Social media is becoming an increasing source of breaking news. In these platforms, information is shared regardless of the context and reliability of the content and creator of the posted information. This instant news dissemination and consumption model easily propagates fake news, constituting a challenge in terms of transparency, reliability, and real-time processing. Accordingly, the proposed solution addresses transparency through explanations, reliability through fake news detection, and real-time processing through incremental profiling and learning.
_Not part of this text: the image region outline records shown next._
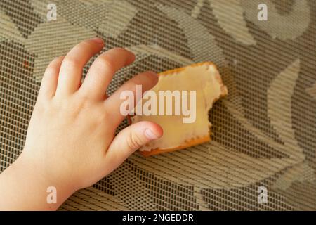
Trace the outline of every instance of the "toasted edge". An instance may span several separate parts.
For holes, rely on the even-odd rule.
[[[173,69],[173,70],[166,70],[166,71],[164,71],[162,72],[160,72],[158,74],[158,75],[162,76],[162,75],[170,75],[170,74],[173,74],[173,73],[176,73],[176,72],[179,72],[183,70],[185,70],[185,68],[188,68],[188,67],[195,67],[195,66],[199,66],[202,65],[211,65],[215,66],[216,69],[217,71],[218,71],[218,70],[217,69],[216,65],[213,63],[213,62],[202,62],[202,63],[194,63],[192,65],[189,65],[183,68],[176,68],[176,69]],[[218,98],[220,98],[222,97],[224,97],[225,96],[226,96],[228,94],[228,89],[226,88],[226,86],[224,85],[224,84],[223,83],[223,80],[220,77],[220,75],[219,75],[219,73],[218,73],[216,77],[218,82],[221,85],[221,94],[220,96],[219,96]],[[215,99],[213,103],[214,103],[216,101],[218,100],[218,98]],[[127,117],[128,122],[129,124],[131,124],[131,117],[128,116]],[[198,139],[190,139],[189,141],[185,141],[185,145],[182,145],[182,146],[179,146],[178,147],[176,148],[164,148],[164,149],[160,149],[160,148],[156,148],[156,149],[152,149],[150,151],[147,151],[147,150],[143,150],[143,151],[140,151],[138,150],[138,153],[140,154],[141,154],[143,156],[145,157],[147,157],[147,156],[150,156],[150,155],[159,155],[159,154],[162,154],[162,153],[170,153],[170,152],[173,152],[177,150],[181,150],[181,149],[185,149],[189,147],[192,147],[194,146],[197,146],[205,142],[208,142],[211,141],[211,130],[209,131],[209,135],[205,136],[202,136]]]

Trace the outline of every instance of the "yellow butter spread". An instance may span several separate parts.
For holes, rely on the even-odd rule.
[[[152,121],[162,126],[164,130],[162,137],[143,146],[140,150],[150,151],[157,148],[176,148],[185,145],[186,141],[209,135],[211,123],[209,121],[208,112],[220,96],[227,94],[226,87],[221,82],[219,73],[213,64],[189,66],[178,72],[160,75],[157,84],[152,91],[156,93],[157,96],[159,96],[159,91],[171,91],[171,92],[179,91],[181,94],[182,91],[187,91],[187,94],[186,96],[181,94],[180,99],[173,98],[173,115],[166,115],[165,109],[164,115],[157,113],[156,115],[136,115],[131,117],[132,123],[142,120]],[[192,97],[194,95],[190,95],[193,93],[191,91],[195,91],[195,99]],[[141,101],[142,104],[145,104],[148,99],[149,96],[145,93]],[[181,101],[180,112],[180,115],[176,115],[176,105],[177,104],[179,105],[179,100]],[[188,103],[187,104],[188,110],[185,111],[182,108],[182,105],[184,105],[183,100],[184,103]],[[195,105],[192,104],[192,101],[195,101]],[[157,110],[159,108],[159,98],[157,97],[156,105]],[[165,106],[166,103],[165,99]],[[195,108],[190,108],[190,105],[194,105]],[[189,112],[191,113],[190,115],[188,115]],[[195,113],[195,116],[193,113]],[[189,117],[190,120],[187,119]],[[187,122],[184,122],[185,121],[184,118],[187,118]]]

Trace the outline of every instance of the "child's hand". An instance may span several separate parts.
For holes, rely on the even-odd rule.
[[[44,196],[41,200],[44,202],[46,188],[55,186],[59,206],[75,191],[93,184],[139,147],[162,135],[158,124],[142,122],[114,136],[124,118],[119,111],[124,101],[120,93],[135,92],[136,84],[148,90],[156,84],[157,77],[151,72],[140,74],[107,98],[105,91],[115,72],[131,63],[135,56],[124,49],[107,51],[96,58],[81,84],[83,67],[103,47],[100,39],[83,41],[48,66],[22,153],[12,168],[0,176],[0,199],[1,191],[6,188],[6,172],[18,177],[17,171],[23,171],[23,177],[29,179],[25,182],[39,183],[36,188],[25,184],[33,198],[36,192],[43,192],[38,194]],[[10,182],[15,181],[11,178]],[[20,185],[19,181],[13,185]]]

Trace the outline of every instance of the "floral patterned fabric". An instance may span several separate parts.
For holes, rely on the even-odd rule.
[[[0,1],[0,172],[21,153],[41,79],[85,39],[123,46],[133,75],[197,62],[218,67],[228,96],[209,114],[212,141],[137,153],[65,210],[315,210],[316,4],[308,0]],[[260,21],[258,6],[268,6]],[[92,60],[86,65],[84,73]],[[118,130],[127,125],[123,122]],[[265,187],[268,202],[258,201]]]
The motivation for the current work relies on the early detection, isolation and explanation of misinformation, all of them crucial procedures to increase the quality and trust in digital media social platforms.

More in detail, this work contributes with an explainable classification method to recognise fake news in real-time. The proposed method combines both unsupervised and supervised approaches with online created lexica. Specifically, it comprises (i) stream-based data processing (through feature engineering, analysis and selection), (ii) stream-based classification (lexicon-based, unsupervised and supervised classification), and (iii) stream-based explainability (prediction confidence and interpretable classification). Furthermore, the profiles are built using creator-, content- and context-based features with the help of nlp techniques. The experimental classification results of 80% accuracy and macro F-measure, obtained with a real data set manually annotated, endorse the promising performance of the designed explainable real-time fake news detection method.

Analyzing the related work, this proposal is the first to jointly provide stream-based data processing, profiling, classification and explainability. Future work will attempt to mitigate further the impact of fake news within social media by automatically identifying and isolating potential malicious accounts as well as extend the research to related tasks like stance detection, by exploiting new creator-, content- and context-based features.